At the end of November, we’ll be migrating the Sematext Logs backend from Elasticsearch to OpenSearch

Monitoring ClickHouse with Sematext

February 15, 2019

Table of contents

As shown in Part 1 – ClickHouse Monitoring Key Metrics – the setup, tuning, and operations of ClickHouse require deep insights into the performance metrics such as locks, replication status, merge operations, cache usage and many more. Sematext provides an excellent alternative to other ClickHouse monitoring tools, a more comprehensive – and easy to set up – monitoring solution for ClickHouse and other technologies in your infrastructure.

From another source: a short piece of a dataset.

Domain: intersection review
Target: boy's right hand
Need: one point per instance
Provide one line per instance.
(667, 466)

How much hair do you have?

Open-source monitoring tools are free, but your time is not.  Relatively speaking, it’s actually rather expensive.  Thus, Sematext aims to save you time, effort….and your hair.

Here are a few things you will NOT have to do when using Sematext for ClickHouse monitoring:

  • figure out which metrics to collect and which ones to ignore
  • give metrics meaningful labels
  • hunt for metric descriptions in the docs so that you know what each of them actually shows
  • build charts to group metrics that you really want on the same charts, not N separate charts
  • figure out, for each metrics, which aggregation to use (min? max? avg? something else?)
  • build dashboards to combine charts with metrics you typically want to see together
  • set up basic alert rules

The above is not even a complete story.  Want to collect ClickHouse logs?  Want to structure them?  Prepare to do more legwork.  Sematext does all this automatically for you!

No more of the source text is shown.